Event Review: Nanette Screening

Nick Cherryman – Sociology Department (University of Warwick)

Queer History Warwick welcomed Dr Sharon Lockyer (Brunel centre of Comedy Studies Research), Amy Zala (Leicester) and Joe Harrison (Warwick) to a screening and discussion of Nanette, the stand up Netflix special by Hannah Gadsby. With papers ranging from how Netflix shapes the way we now view comedy to discussions on survivor stories to the role of comedy in telling stories, all three participants contributed a fascinating element to the discussion.

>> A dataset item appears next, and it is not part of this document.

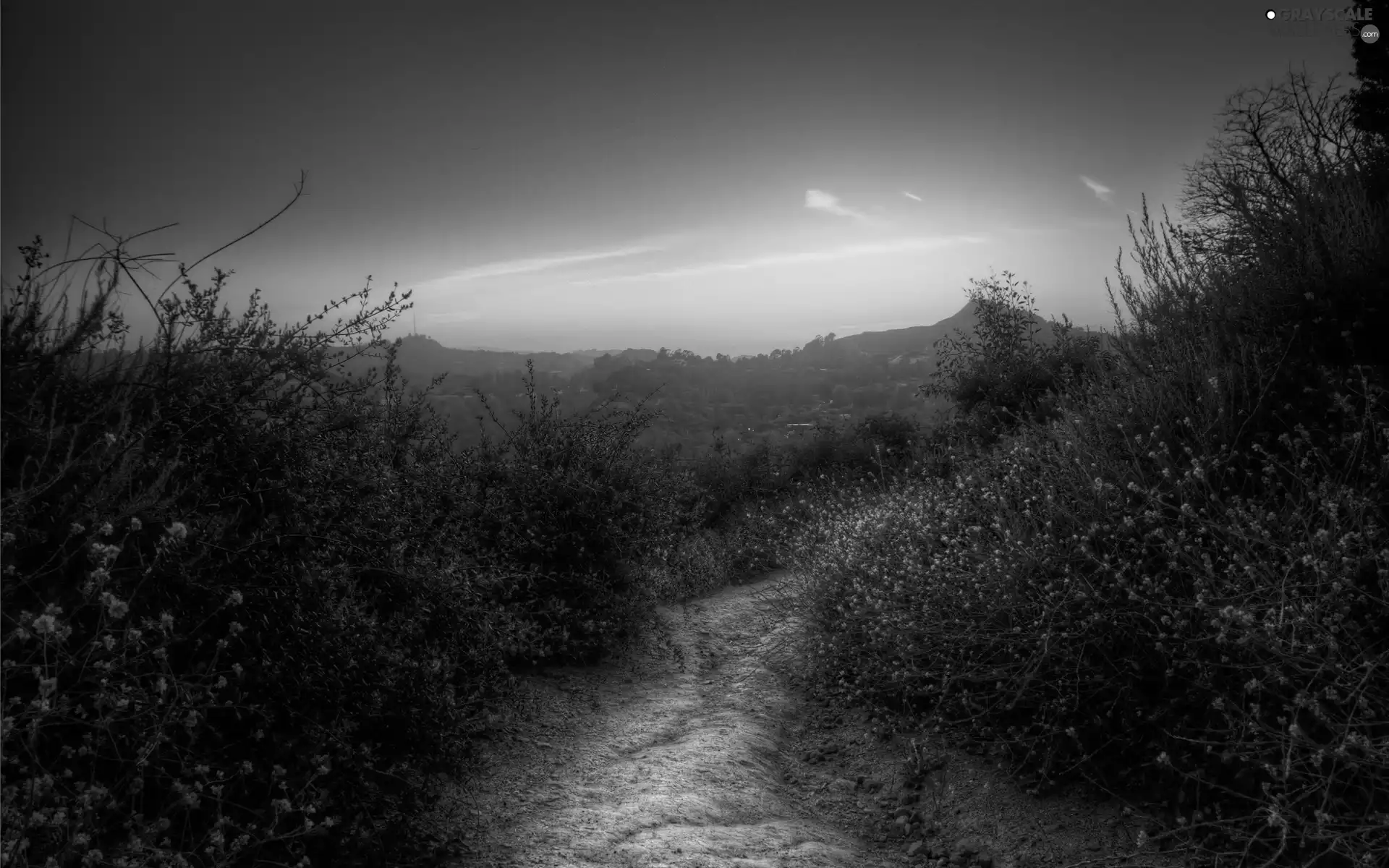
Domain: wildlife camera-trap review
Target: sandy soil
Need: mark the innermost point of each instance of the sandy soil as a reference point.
(714, 757)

After a screening of Nanette, we listened to the papers. Joe Harrison contrasted the viewing of Nanette with the presentation of comedy on Netflix, and the ways Netflix both simultaneously dictates but delineates the viewing experience across borders, temporal boundaries, and even within the viewer’s own expectations. Amy Zala talked about how Nanette both immerses the audience in Hannah Gadsby’s own survivor story and questioned how complicit one is when telling others or how enforced the viewer may feel when listening to stories of survival. Finally, Dr. Sharon Lockyer presented her work on the very structures of comedy and how Hannah Gadsby plays with these structures. She introduced the idea of how community is built through the role of the audience and questioned if Nanette really was a ‘genre redefining performance’.

Discussion of the papers was varied and interesting and drew on how community is shaped through the act of viewing comedy via online platforms and how this has the potential to be subversive. Conversation led to Dr Lockyer’s own research on the ‘unruly woman’ in comedy and how unruly bodies (i.e. bodies that are visibly different) change the way the viewer perceives jokes – with particular reference to Liz Carr, star of Silent Witness, comedienne and disability activist. There was also discussion on the responsibility of those presenting comedy and the medium it is presented through to those around them. The audience could have carried on,but time restraints unfortunately meant that we were unable to carry on this reflective and engaging discussion further!

Queer History Warwick extends an enormous thank you to all our speakers for an interesting and engaging discussion, and we hope to see everyone at our remaining events this year.